Download this file and place it in your project folder to get started.
# MCP Server Builder
Guide for creating high-quality MCP (Model Context Protocol) servers that enable LLMs to interact with external services through well-designed tools.
## Overview
MCP servers provide tools that allow LLMs to access external services and APIs. Quality is measured by how effectively agents can accomplish real-world tasks using the tools provided.
## Development Process
### Phase 1: Research and Planning
#### 1.1 Agent-Centric Design Principles
**Build for Workflows, Not Just Endpoints**
- Don't simply wrap existing API endpoints
- Create tools that enable complete tasks
- Consolidate related operations (e.g., `schedule_event` checks availability AND creates)
- Focus on what agents actually need to accomplish
**Optimize for Limited Context**
- Agents have constrained context windows
- Return high-signal information, not data dumps
- Provide "concise" vs "detailed" response options
- Default to human-readable identifiers (names over IDs)
**Actionable Error Messages**
- Guide agents toward correct usage
- Suggest specific next steps: "Try using filter='active_only'"

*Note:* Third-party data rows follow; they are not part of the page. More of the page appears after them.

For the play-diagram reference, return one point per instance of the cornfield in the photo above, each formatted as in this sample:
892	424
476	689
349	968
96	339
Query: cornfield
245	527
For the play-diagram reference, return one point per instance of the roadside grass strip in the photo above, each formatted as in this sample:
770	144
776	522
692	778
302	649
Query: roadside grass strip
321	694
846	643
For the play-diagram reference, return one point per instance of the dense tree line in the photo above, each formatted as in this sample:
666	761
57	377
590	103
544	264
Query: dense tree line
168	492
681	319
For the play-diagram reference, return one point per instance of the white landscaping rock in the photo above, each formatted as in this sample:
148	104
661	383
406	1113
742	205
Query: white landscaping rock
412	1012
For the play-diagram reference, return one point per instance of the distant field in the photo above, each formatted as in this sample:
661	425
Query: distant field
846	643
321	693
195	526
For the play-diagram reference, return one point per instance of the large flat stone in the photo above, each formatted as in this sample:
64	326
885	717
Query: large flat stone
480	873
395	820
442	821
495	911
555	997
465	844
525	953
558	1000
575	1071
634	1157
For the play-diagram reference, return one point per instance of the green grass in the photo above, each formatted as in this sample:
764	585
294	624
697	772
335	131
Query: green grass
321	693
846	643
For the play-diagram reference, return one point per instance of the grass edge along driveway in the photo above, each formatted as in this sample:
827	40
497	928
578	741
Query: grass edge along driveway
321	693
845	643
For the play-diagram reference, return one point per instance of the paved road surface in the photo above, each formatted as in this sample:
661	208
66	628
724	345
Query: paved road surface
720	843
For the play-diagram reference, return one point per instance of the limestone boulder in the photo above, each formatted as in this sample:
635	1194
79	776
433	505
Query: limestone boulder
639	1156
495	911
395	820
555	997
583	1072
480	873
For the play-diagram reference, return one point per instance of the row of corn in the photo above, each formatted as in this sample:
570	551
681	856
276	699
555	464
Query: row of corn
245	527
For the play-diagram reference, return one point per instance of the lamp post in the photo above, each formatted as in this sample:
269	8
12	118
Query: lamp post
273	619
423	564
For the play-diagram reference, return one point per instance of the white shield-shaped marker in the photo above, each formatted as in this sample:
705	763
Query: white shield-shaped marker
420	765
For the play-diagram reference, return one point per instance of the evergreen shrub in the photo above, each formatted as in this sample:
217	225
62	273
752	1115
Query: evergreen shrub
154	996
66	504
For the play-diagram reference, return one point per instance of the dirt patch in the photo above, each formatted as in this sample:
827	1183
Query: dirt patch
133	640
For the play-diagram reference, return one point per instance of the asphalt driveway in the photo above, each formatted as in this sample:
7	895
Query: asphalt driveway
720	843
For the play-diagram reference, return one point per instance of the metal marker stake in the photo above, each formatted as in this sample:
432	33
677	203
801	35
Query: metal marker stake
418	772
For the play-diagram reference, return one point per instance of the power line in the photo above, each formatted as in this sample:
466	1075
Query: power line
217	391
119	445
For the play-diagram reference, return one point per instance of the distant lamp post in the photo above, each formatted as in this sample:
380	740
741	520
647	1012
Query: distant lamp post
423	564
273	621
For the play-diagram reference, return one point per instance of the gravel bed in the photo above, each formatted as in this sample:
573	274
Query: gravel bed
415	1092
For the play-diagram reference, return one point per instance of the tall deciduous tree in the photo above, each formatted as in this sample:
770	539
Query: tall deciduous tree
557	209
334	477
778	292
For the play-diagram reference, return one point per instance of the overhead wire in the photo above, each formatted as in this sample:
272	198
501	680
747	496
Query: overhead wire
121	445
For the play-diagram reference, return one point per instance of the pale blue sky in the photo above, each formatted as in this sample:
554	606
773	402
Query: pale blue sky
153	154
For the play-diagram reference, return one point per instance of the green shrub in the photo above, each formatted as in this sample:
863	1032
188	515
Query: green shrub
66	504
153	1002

- Make errors educational, not just diagnostic
**Natural Task Subdivisions**
- Tool names should reflect how humans think
- Group related tools with consistent prefixes
- Design around natural workflows
#### 1.2 Research Requirements
Exhaustively study API documentation:
- Official API reference
- Authentication requirements
- Rate limiting and pagination
- Error responses and status codes
- Data models and schemas
#### 1.3 Create Implementation Plan
**Tool Selection**
- Most valuable endpoints/operations
- Tools that work together for complex workflows
- Priority based on common use cases
**Shared Utilities**
- Common API request patterns
- Pagination helpers
- Error handling strategies
- Response formatting
**Input/Output Design**
- Validation models (Pydantic for Python, Zod for TypeScript)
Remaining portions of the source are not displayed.